Gifts you (or your kids) can make
Sure, if you can whip up hand-knit gloves, that would be fantastic. But there’s a tremendously huge sample of craft ideas out there, some of which require little or no specific skill. Grandparents, uncles and aunts, and others love what you get the kids to do and if you finish it off with a nice frame, it’ll be less expensive and far more wonderful than a traditional gift.
Pose an alternative Chances are most (if not all) of the adults in your family find giving gifts to each other to be a waste of time and money. For some it is and for others it isn’t, but if you think your family might be open to changing things up, suggest drawing names or doing away with sibling gifts altogether. You may be the solution everyone’s hoping for.
Gift ideas for the people that remain on your list
For me, every single year this includes my dad. He is impossible to shop for: he’s easy to please, can buy himself whatever it is he wants, and he dislikes it if you’ve spent what he considers to be “too much.” Sometimes you’ll have a stroke of genius (I was pretty proud when I hunted down a copy of his favorite book from his childhood) and sometimes you’ll fall back on an old favorite (one of the four of us gives Dad the J.K. Lasser Tax Guide every Christmas).

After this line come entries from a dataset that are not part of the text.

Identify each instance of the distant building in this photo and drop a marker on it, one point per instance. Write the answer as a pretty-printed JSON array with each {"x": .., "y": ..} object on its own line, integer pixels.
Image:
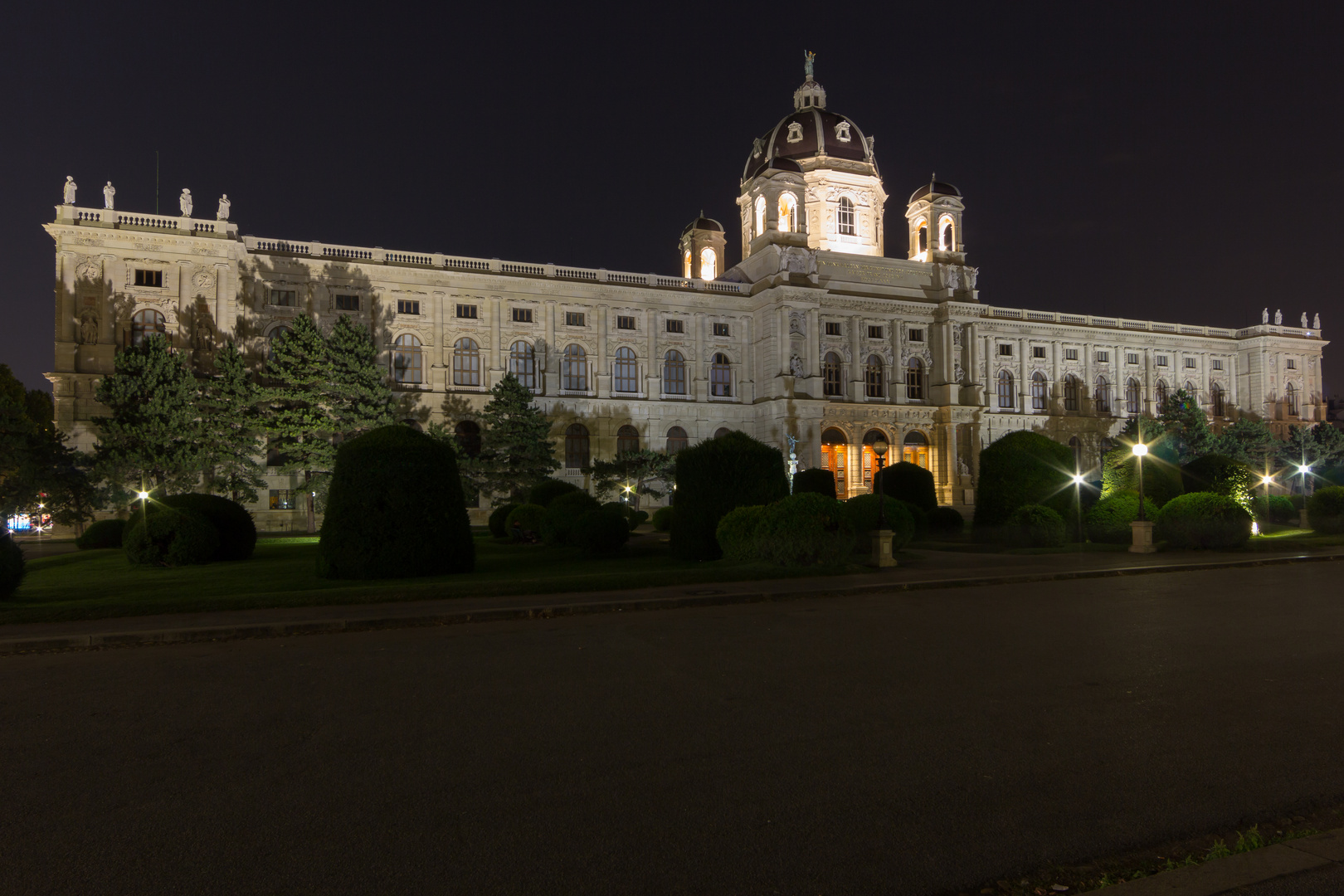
[{"x": 815, "y": 334}]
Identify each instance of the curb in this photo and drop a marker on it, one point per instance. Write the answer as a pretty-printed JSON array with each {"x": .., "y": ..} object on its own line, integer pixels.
[
  {"x": 1244, "y": 869},
  {"x": 569, "y": 609}
]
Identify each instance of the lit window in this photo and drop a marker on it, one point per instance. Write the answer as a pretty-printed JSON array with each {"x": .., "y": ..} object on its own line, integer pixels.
[
  {"x": 466, "y": 363},
  {"x": 407, "y": 359}
]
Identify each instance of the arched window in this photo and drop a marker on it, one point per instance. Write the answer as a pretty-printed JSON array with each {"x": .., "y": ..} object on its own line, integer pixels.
[
  {"x": 676, "y": 440},
  {"x": 721, "y": 377},
  {"x": 470, "y": 437},
  {"x": 709, "y": 264},
  {"x": 1133, "y": 397},
  {"x": 626, "y": 371},
  {"x": 576, "y": 446},
  {"x": 845, "y": 218},
  {"x": 916, "y": 379},
  {"x": 407, "y": 363},
  {"x": 626, "y": 440},
  {"x": 830, "y": 375},
  {"x": 788, "y": 212},
  {"x": 1006, "y": 394},
  {"x": 522, "y": 363},
  {"x": 574, "y": 368},
  {"x": 466, "y": 363},
  {"x": 149, "y": 323},
  {"x": 674, "y": 373},
  {"x": 874, "y": 383},
  {"x": 1103, "y": 395}
]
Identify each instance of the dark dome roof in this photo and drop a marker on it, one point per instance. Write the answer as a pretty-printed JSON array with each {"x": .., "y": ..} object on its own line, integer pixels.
[
  {"x": 936, "y": 186},
  {"x": 819, "y": 132}
]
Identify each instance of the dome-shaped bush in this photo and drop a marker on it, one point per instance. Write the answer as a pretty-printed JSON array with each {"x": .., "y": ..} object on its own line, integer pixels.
[
  {"x": 1203, "y": 520},
  {"x": 396, "y": 509}
]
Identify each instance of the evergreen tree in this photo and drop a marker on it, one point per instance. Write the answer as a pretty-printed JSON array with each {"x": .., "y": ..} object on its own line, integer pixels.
[
  {"x": 516, "y": 448},
  {"x": 229, "y": 429},
  {"x": 151, "y": 433}
]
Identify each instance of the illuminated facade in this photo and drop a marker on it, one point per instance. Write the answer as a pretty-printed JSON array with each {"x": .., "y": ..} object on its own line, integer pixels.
[{"x": 815, "y": 334}]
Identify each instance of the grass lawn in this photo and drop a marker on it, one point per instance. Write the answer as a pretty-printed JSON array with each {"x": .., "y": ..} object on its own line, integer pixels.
[{"x": 90, "y": 585}]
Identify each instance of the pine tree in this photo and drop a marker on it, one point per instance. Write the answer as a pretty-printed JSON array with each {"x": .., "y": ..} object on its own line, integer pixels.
[
  {"x": 516, "y": 448},
  {"x": 229, "y": 429},
  {"x": 152, "y": 427}
]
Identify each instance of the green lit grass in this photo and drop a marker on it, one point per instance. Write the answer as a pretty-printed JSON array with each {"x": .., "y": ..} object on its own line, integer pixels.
[{"x": 91, "y": 585}]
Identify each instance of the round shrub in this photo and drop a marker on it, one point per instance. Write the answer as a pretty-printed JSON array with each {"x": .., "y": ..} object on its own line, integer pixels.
[
  {"x": 530, "y": 518},
  {"x": 600, "y": 533},
  {"x": 863, "y": 514},
  {"x": 548, "y": 490},
  {"x": 1022, "y": 468},
  {"x": 1035, "y": 525},
  {"x": 499, "y": 520},
  {"x": 104, "y": 533},
  {"x": 1109, "y": 519},
  {"x": 737, "y": 533},
  {"x": 11, "y": 566},
  {"x": 1326, "y": 509},
  {"x": 396, "y": 509},
  {"x": 1203, "y": 520},
  {"x": 231, "y": 520},
  {"x": 816, "y": 481},
  {"x": 169, "y": 536},
  {"x": 908, "y": 483},
  {"x": 945, "y": 520},
  {"x": 806, "y": 529},
  {"x": 563, "y": 512},
  {"x": 717, "y": 476}
]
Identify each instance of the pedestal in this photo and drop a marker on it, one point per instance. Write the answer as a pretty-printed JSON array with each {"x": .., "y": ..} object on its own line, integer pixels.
[
  {"x": 882, "y": 550},
  {"x": 1142, "y": 533}
]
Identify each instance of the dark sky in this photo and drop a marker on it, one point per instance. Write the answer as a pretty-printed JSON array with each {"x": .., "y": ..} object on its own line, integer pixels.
[{"x": 1166, "y": 162}]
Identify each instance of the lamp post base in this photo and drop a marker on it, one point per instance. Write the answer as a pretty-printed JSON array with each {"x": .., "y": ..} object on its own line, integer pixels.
[
  {"x": 882, "y": 550},
  {"x": 1142, "y": 533}
]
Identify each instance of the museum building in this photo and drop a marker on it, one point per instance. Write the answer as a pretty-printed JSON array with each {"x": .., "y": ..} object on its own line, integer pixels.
[{"x": 816, "y": 334}]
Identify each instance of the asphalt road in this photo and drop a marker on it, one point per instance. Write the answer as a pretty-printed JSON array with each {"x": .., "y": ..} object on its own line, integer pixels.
[{"x": 884, "y": 744}]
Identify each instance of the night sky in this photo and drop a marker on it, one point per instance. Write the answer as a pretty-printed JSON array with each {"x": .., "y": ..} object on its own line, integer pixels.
[{"x": 1176, "y": 163}]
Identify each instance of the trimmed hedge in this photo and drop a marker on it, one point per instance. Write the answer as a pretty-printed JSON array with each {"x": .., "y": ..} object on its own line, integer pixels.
[
  {"x": 737, "y": 533},
  {"x": 908, "y": 483},
  {"x": 394, "y": 509},
  {"x": 104, "y": 533},
  {"x": 1203, "y": 520},
  {"x": 11, "y": 566},
  {"x": 1326, "y": 509},
  {"x": 862, "y": 512},
  {"x": 499, "y": 519},
  {"x": 1019, "y": 469},
  {"x": 717, "y": 476},
  {"x": 548, "y": 490},
  {"x": 563, "y": 512},
  {"x": 1035, "y": 525},
  {"x": 816, "y": 481},
  {"x": 806, "y": 529}
]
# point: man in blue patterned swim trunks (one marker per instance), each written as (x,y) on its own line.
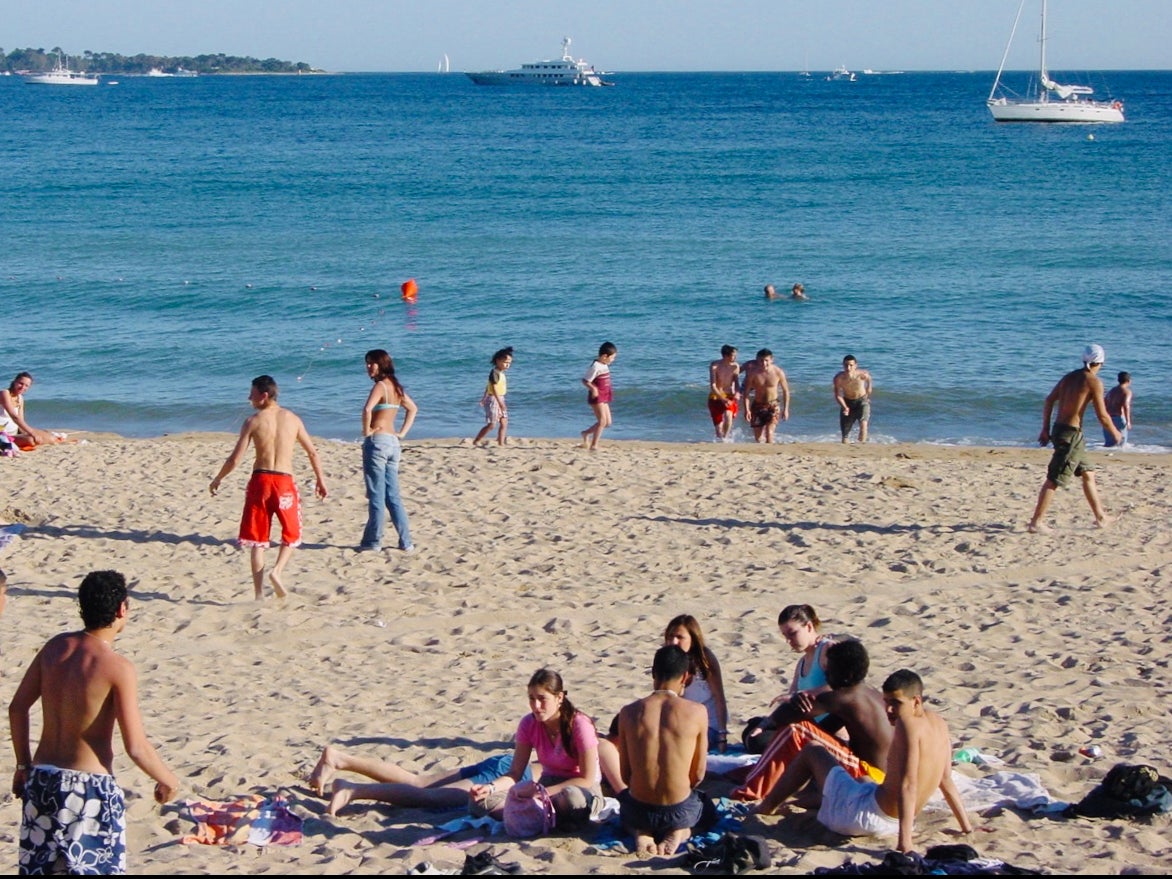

Once you have a list of possibilities, you’ll be better equipped to find one in your price range.
The single most important thing to plan
Do not, under any circumstances, discuss your gifts with anyone else in the family. You are not in a competition to see who loves Dad the most or to imply through your gift that one person values another person more. Gift giving should be about letting someone you love know how you feel, whether it’s in a nicely written poem or an X-Box Kinect. If someone starts talking about what they got and how much it costs, just say “We’re very excited about what we got Rebecca this year; we put a lot of thought into it” and leave it at that.
Holidays can be wonderful, joyful times, but they certainly do bring about stress, hard feelings, and money problems as well. Make fun all you want, but you better believe that by November of each year, I’ve done most of the gift planning for the entire next year already. And I always end up on budget.